The discussion is now largely in political hands after the steering committee of FS was invited by the prime minister Mr Matteo Renzi and minister of finance Mr Pier Carlo Padoan to resign. Despite strong revenue performance, which is attributed primarily to the high-speed market and the success of German subsidiary Netinera, FS CEO Mr Michele Mario Elia and the president Mr Marcello Messori disagreed on the terms of privatisation.
Elia, an experienced railwayman, is against a separation of infrastructure from the holding company. Messori on the other hand argues privatisation will only benefit the state if it is done step-by-step, separating subsidiaries from the holding and rationalising them. He warns that the government could sacrifice revenue in the rush to achieve a quick sale.
Mr Graziano Delrio, minister of infrastructure and transport has said that Italy's rail infrastructure must remain in public ownership to guarantee equal access rights to all operators and ensure adequate public investments for maintenance and development.

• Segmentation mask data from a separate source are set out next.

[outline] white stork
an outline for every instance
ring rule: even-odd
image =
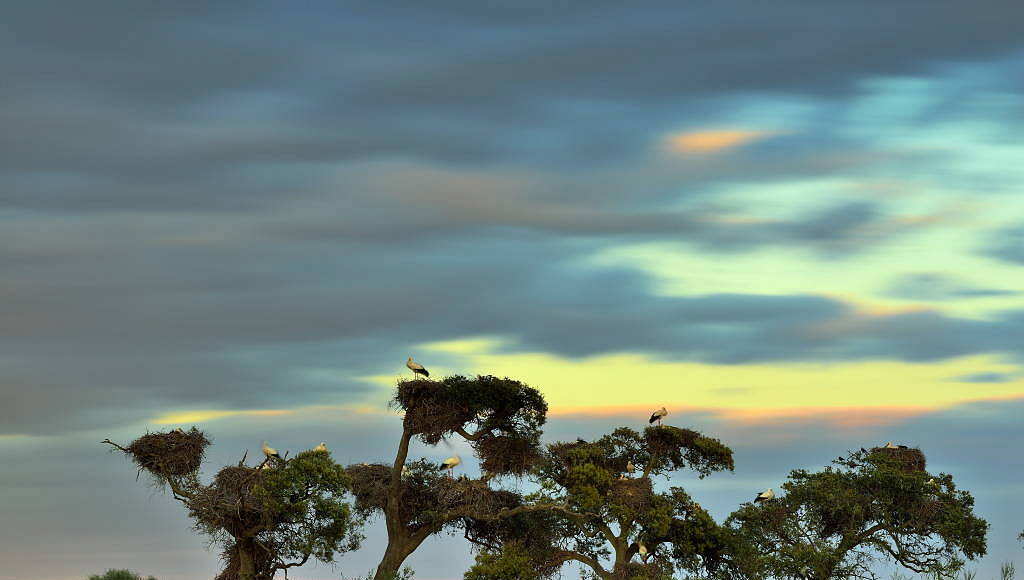
[[[761,503],[763,501],[769,501],[775,499],[775,490],[768,488],[761,493],[754,496],[754,503]]]
[[[316,451],[317,453],[327,453],[327,442],[321,441],[320,445],[313,448],[313,451]]]
[[[645,546],[643,542],[637,542],[636,546],[637,546],[637,552],[640,554],[640,559],[644,561],[644,564],[646,564],[647,563],[647,546]]]
[[[416,375],[423,375],[426,378],[430,378],[430,373],[427,372],[427,369],[423,368],[423,365],[420,363],[412,360],[412,357],[409,357],[409,360],[405,361],[405,366],[409,367],[409,370],[412,371],[412,375],[414,377]]]
[[[441,469],[447,469],[448,477],[451,477],[452,470],[455,469],[455,466],[459,465],[460,463],[462,463],[462,459],[459,458],[458,454],[455,454],[441,462]]]
[[[281,455],[277,452],[277,449],[267,445],[266,441],[263,442],[263,455],[266,455],[267,459],[281,459]]]
[[[668,409],[662,407],[657,411],[651,413],[651,418],[647,422],[654,423],[655,421],[657,421],[658,426],[661,427],[661,420],[665,417],[665,415],[668,415]]]
[[[626,462],[626,473],[628,473],[630,475],[633,475],[633,473],[635,471],[636,471],[636,466],[633,465],[633,462],[632,461],[627,461]]]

To achieve this, Delrio wants to split infrastructure manager Italian Railway Network (RFI) from the holding company, which means a significant part of the invested capital in FS will not go into private hands.
While debate on the sale continues to rage, privatisation is already underway in some parts of the business.

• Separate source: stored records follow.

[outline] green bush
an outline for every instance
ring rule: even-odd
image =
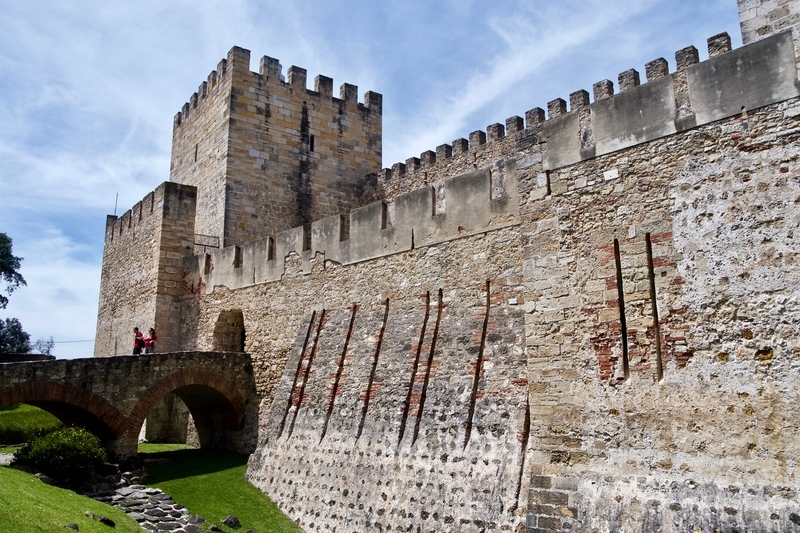
[[[0,409],[0,444],[31,442],[63,426],[58,418],[38,407],[12,405]]]
[[[100,440],[78,427],[62,428],[26,444],[14,454],[14,463],[68,485],[78,486],[107,460]]]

Grandistazioni, which is responsible for managing and modernising 14 of Italy's most important stations, is 60%-owned by FS and 40% by Eurostazioni, a consortium of Benetton, Pirelli, Caltagirone, and SNCF. The company is being split into three units - GS Rail, GS Real Estate and GS Retail - and the latter will be privatised. In December FS completed the sale of its electricity grid to Terna, a public company owned by Cassa Depositi e Prestiti, for €757m.
The Transport Commission of the Senate has now begun talks on what other parts of FS should be privatised, and how this might be achieved. The matter will then go to the corresponding commission at the Chamber of Deputies, but there is evidence of political contradictions in the process, which may be ideologically-motivated. The big risk is that the debate may be left to deputies who have little understanding of the complexities of running a railway.

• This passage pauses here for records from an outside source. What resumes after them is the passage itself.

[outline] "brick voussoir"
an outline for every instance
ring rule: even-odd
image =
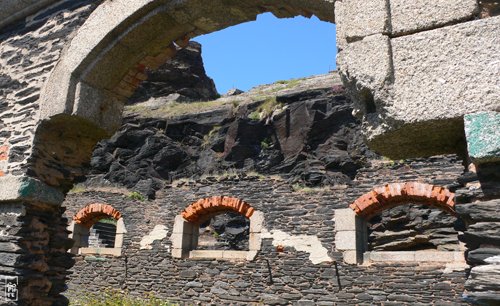
[[[234,211],[250,218],[254,212],[254,208],[238,198],[214,196],[193,202],[182,211],[181,215],[189,222],[198,223],[207,215],[224,211]]]
[[[455,214],[454,193],[442,186],[420,182],[393,183],[375,187],[357,198],[349,207],[358,216],[369,217],[412,201]]]
[[[115,220],[118,220],[122,216],[118,210],[116,210],[109,204],[92,203],[88,204],[78,213],[76,213],[73,217],[73,220],[75,221],[75,223],[90,227],[96,221],[105,217],[112,217]]]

Hopefully the government will seek to focus FS on its railway activities, putting those services which might benefit from competition to the market. These could include long distance trains, freight and logistics, and Busitalia.
Before his departure, Elia had been attempting to improve the efficiency and operations of the freight business, which could be a candidate for privatisation because of its potential profitability. Trenitalia's high-speed and regional business units are the company's most profitable and the sale of stake in this FS subsidiary could interest potential investors.
At present all doors are open, but Italy's politicians have a heavy responsibility in placing part of FS on the market because of its strategic role in the country's economy. A poorly-executed privatisation might yield €4-8bn in short-term revenue but it will ultimately make little impact on a national debt of €2 trillion.